5 April 2012
One-day courses designed for superintendents, flag and port-state surveyors and related marine engineers
Lloyd’s Register is offering Machinery Damage and Repair workshops to support marine superintendents and engineering personnel.
Mechanical breakdowns are a serious problem for shipowners and having competent engineers on board can quite literally mean the difference between success and failure for a shipping company.
The new workshops are unique to Lloyd’s Register and give even the most experienced engineers the opportunity to analyse and resolve some the most common mechanical problems found in the merchant marine environment.
“The workshops are an innovative way to present real-life engineering problems with a variety of solutions in a controlled but time-pressured environment," said Steve Robson, Lloyd’s Register’s Senior Technical Training Specialist. “Attendees will be given the opportunity to use their skills and learn new ones in an environment that is designed to challenge and motivate.”
They will help delegates to develop the skills to make early assessments of mechanical damage and conduct timely repairs in a technically correct and cost-efficient way and in accordance with the appropriate classification rules and regulations for ships.

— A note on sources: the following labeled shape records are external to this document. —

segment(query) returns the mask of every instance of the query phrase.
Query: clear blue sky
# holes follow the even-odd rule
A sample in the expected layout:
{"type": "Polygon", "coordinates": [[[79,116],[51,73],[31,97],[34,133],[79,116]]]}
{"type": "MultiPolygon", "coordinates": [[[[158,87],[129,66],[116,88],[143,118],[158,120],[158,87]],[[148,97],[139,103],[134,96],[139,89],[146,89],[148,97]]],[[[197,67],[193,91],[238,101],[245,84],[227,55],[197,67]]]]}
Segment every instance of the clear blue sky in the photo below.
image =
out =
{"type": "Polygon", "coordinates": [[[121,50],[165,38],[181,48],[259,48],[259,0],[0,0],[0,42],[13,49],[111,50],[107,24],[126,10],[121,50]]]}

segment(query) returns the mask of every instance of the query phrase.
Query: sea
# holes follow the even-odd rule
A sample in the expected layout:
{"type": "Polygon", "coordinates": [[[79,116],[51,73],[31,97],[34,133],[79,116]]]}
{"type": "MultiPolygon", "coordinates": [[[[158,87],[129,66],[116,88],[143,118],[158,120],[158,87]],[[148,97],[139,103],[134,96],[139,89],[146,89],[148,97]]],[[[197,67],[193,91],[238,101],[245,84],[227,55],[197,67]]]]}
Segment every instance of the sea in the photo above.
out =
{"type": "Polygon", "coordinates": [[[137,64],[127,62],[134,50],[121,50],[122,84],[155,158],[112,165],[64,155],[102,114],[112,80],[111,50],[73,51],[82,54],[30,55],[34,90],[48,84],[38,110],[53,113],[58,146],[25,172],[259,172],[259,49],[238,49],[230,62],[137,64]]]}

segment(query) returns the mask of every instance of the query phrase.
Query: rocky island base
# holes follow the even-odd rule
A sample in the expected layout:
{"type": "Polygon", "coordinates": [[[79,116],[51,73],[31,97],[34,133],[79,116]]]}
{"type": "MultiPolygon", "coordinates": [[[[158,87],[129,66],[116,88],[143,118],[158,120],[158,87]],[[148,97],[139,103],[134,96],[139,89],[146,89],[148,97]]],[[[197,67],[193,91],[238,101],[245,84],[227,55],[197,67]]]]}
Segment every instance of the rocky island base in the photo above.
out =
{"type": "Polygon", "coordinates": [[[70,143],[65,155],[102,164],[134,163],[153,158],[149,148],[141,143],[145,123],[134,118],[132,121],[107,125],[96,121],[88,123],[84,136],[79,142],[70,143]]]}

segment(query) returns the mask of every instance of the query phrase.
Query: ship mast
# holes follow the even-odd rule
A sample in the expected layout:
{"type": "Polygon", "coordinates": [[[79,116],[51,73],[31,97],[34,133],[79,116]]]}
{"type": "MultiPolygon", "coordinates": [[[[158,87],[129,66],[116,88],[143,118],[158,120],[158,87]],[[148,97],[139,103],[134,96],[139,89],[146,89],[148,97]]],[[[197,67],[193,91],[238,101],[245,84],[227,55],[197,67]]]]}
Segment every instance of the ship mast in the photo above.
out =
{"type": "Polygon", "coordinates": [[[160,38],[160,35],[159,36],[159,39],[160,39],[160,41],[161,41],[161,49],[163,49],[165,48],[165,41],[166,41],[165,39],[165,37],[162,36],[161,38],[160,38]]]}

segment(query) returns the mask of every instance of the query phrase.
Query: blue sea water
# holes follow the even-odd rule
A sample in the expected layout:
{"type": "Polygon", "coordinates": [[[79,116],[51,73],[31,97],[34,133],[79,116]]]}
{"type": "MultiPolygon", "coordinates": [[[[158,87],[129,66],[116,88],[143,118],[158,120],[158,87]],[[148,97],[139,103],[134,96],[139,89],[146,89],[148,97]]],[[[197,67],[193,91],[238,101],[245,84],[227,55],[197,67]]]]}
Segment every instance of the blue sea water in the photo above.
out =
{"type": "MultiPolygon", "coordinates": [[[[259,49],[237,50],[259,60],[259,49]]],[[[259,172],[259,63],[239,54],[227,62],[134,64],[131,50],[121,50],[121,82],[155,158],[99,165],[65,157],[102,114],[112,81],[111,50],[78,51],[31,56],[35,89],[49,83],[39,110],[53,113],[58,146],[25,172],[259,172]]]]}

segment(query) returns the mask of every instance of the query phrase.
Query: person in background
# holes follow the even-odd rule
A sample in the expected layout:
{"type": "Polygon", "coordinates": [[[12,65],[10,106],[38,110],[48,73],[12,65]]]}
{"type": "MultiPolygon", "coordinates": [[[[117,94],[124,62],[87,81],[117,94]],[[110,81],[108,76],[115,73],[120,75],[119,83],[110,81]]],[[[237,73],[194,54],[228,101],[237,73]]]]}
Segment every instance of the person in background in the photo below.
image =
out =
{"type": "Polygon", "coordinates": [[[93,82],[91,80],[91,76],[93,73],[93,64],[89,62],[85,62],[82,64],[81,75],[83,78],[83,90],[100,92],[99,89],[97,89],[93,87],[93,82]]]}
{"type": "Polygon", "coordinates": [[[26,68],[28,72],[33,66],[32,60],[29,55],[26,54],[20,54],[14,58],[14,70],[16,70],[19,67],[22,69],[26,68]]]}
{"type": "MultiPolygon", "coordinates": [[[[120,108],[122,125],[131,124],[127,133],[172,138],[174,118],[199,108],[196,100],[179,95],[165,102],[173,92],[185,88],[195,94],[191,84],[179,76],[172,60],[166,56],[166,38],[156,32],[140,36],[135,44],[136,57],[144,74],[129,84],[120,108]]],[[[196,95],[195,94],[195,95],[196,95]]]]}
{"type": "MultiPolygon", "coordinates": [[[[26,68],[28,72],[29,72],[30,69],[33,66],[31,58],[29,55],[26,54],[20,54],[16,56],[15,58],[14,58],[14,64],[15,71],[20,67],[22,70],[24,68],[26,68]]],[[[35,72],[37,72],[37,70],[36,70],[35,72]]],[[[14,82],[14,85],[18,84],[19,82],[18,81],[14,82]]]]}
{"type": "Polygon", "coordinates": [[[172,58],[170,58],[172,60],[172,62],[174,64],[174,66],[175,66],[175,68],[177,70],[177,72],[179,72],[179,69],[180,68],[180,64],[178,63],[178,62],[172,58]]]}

There are three individual one-day workshops that can be booked separately to offer maximum flexibility to fit in with the busy schedules of engineering personnel.
The courses are aimed at superintendents, flag and port state surveyors and other marine engineers that have a responsibility for ships’ machinery.
Each workshop focuses on specific types of repairs, examining the commercial and technical challenges as well as class requirements. Subjects include:
* Module 1 -- Diesel engines, turbochargers, steam raising plant and associated pressure vessels
* Module 2 -- Shaft alignment, gearbox, shafting, rudder, controllable pitch propeller
* Module 3 -- pumping and piping
Client feedback from the first workshop was extremely positive and included comments such as:
“Clear, concise lectures [with] lots of discussion and exchange of ideas."
“Enjoyable and informative.”
“Good concept for training; more interesting than pure instruction on how to do it.”
“[It's] easier to learn from other people's problems and mistakes.”